I have a question.  First off, the lathe I bought isn't a CL185c, it's a CL175c.  So much for that.  I have drained the apron of oil which was very nasty.  Now I need to fill it with kerosene or diesel fuel for cleaning.  How do you fill the apron?  I thought it would be similar to my Logan with screw or removable cap of sorts on the top of the apron.  There is a stainless looking screw on the top left hand side that appears to be in the correct location, but it didn't want to loosen.  So,,, I thought I'd better seek the advice of the experts!

Thank you,
 steve      ironhorse18@frontier.com


----------



## LucknowKen (Jun 10, 2017)

ironhorse18 said:


> Now I need to fill it with kerosene or diesel fuel for cleaning.  How do you fill the apron?  So,,, I thought I'd better seek the advice of the experts..

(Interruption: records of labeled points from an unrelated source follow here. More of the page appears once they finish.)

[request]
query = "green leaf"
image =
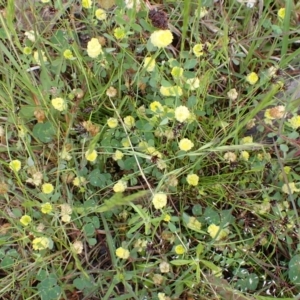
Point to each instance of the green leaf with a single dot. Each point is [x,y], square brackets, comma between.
[44,132]
[294,269]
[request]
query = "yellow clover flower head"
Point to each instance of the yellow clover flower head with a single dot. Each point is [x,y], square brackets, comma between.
[192,179]
[281,13]
[119,33]
[77,247]
[179,249]
[118,155]
[122,253]
[149,64]
[47,188]
[161,38]
[198,50]
[182,113]
[40,243]
[46,208]
[78,181]
[120,186]
[25,220]
[59,104]
[27,50]
[252,78]
[30,35]
[129,121]
[155,106]
[38,58]
[94,48]
[230,156]
[100,14]
[185,144]
[68,54]
[294,122]
[91,155]
[216,232]
[193,83]
[159,200]
[177,72]
[112,122]
[15,165]
[86,3]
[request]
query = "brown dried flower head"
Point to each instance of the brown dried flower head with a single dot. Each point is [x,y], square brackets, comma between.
[158,18]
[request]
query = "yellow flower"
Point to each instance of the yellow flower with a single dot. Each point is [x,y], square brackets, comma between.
[167,218]
[165,91]
[247,140]
[119,33]
[59,104]
[155,106]
[100,14]
[281,13]
[177,72]
[94,48]
[40,243]
[230,156]
[111,92]
[122,253]
[25,220]
[68,54]
[161,38]
[201,12]
[15,165]
[182,113]
[252,78]
[193,83]
[47,188]
[46,208]
[295,122]
[175,90]
[216,232]
[65,218]
[77,247]
[149,64]
[120,186]
[86,3]
[164,267]
[290,187]
[78,181]
[198,50]
[112,122]
[192,179]
[117,155]
[159,200]
[232,94]
[30,35]
[91,155]
[245,155]
[186,145]
[129,121]
[27,50]
[179,249]
[37,58]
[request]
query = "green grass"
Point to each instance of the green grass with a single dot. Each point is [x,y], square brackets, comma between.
[101,229]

Hey Steve: Is there a Gits oiler to the left of the cross feed lever/ star wheel? Removing the apron might be a good idea. (I am not an expert.)
On the lubrication chart marked "oil reservoir".
Congratulations on the SBL.


----------



## ironhorse18 (Jun 10, 2017)

LucknowKen said:


> Hey Steve: Is there a Gits oiler to the left of the cross feed lever/ star wheel? Removing the apron might be a good idea. (I am not an expert.)
> On the lubrication chart marked "oil reservoir".
> Congratulations on the SBL.




Perfect!  I have downloaded the file, and will print out a copy then take it to the shop.  I appreciate your help.   This information you have given me is really beneficial.   When I bought the Logan 821 I was lucky enough to get the original parts list and manual that came with the machine.  Now I realize just how lucky that really was.  There doesn't seem to be as much data floating around on the South Bend CL175c.

Thanks again,
steve 

ironhorse18@frontier.com


----------